Toronto police are investigating the recent theft of three paintings from the University of Toronto, including one by the 18th-century Italian master Francesco Guardi, two of whose works have sold for tens of millions of dollars at auction in the last four years.
At this stage, police believe the thefts, done between Jan. 30 and Feb. 10, are likely the work of the same person, a spokesperson said Friday. The Guardi, a Venetian view painting titled Church of Santa Maria della Salute, was taken from Trinity College on a date a Trinity official declined to reveal Friday. The others – Morning at Peggy's Cove by William E. deGarthe and Credit River by Yee Bon – were removed on, respectively, Feb. 3 and the Feb. 7-8 weekend from Victoria University, according to Gillian Pearson, curator of the collection. In each instance, the thief or thieves left the painting's frame behind.
It's presumed the Guardi is the most valuable of the trio. Just how valuable, however, is unclear as information on its dimensions, date of creation (Guardi lived from 1712 to 1793), exhibition history and provenance have yet to be disclosed.
A huge Guardi from the early 1780s, A View of the Rialto Bridge Looking North, 115 centimetres by 200 measurement , sold for a record $41.2-million at auction in London in 2011. Another, smaller painting (70 cm by 100), Venice, the Bacino di San Marco with the Piazzetta and the Doge's Palace, went for $18.1-million at Christie's auctioneers London last July.
The missing Yee Bon, an early autumn landscape, is 29.5 cm by 35.5 and was painted in 1931 or 1932. It came into Victoria's collection as a bequest in the late 1940s. In recent years, the painting was stored in a room "that's usually locked," Ms. Pearson said, "but it's also used for events and [on Feb. 7-8] there were a number of groups in." Born in China in 1905, Yee came to Canada in 1918, enrolling in art school in Toronto in 1931. He lived in Hong Kong from 1935 on, returning in 1956 to mainland China where he died in 1995. Individual paintings by the artist tend to sell in the mid-five figures.
The Finnish-born deGarthe spent most of his life in Nova Scotia, dying at 75 in 1983. His stolen work, an Impressionist-like view of his beloved Peggy's Cove, is 16 cm by 21. Painted circa 1956, it too entered Victoria's collection as a bequest, in the early 1990s, and was housed just out of security-camera range at the university's E.J. Pratt Library. A 46-cm-by-61-cm deGarthe sold at auction in Canada in 2011 for $2,340.

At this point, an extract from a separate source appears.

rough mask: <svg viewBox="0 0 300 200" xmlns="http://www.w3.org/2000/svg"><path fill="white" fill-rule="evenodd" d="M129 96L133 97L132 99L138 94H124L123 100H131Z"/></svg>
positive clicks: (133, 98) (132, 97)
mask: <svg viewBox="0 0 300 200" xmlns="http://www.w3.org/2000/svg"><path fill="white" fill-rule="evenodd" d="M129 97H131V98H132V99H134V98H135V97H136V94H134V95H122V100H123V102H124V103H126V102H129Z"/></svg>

Interpol ranks art theft as the world's third biggest criminal activity, behind drugs and arms-trafficking. By some estimates, the value of the art stolen each year is in excess of $6-billion.
However, it's rare for thieves to score a big payday from their loot. Serious collectors like their purchases to have clear title, good provenance and, more often than not, they want to be able to show the works to friends, fellow collectors, art institutions and the public without the taint of criminality. When they do occasionally make a sale, it's often not worth it: A Rembrandt self-portrait, lifted from the Swedish National Museum in 2000, had an appraised value of close to $40-million at the time of its theft. However, it took five years to sell and went for $250,000 – to an undercover FBI agent.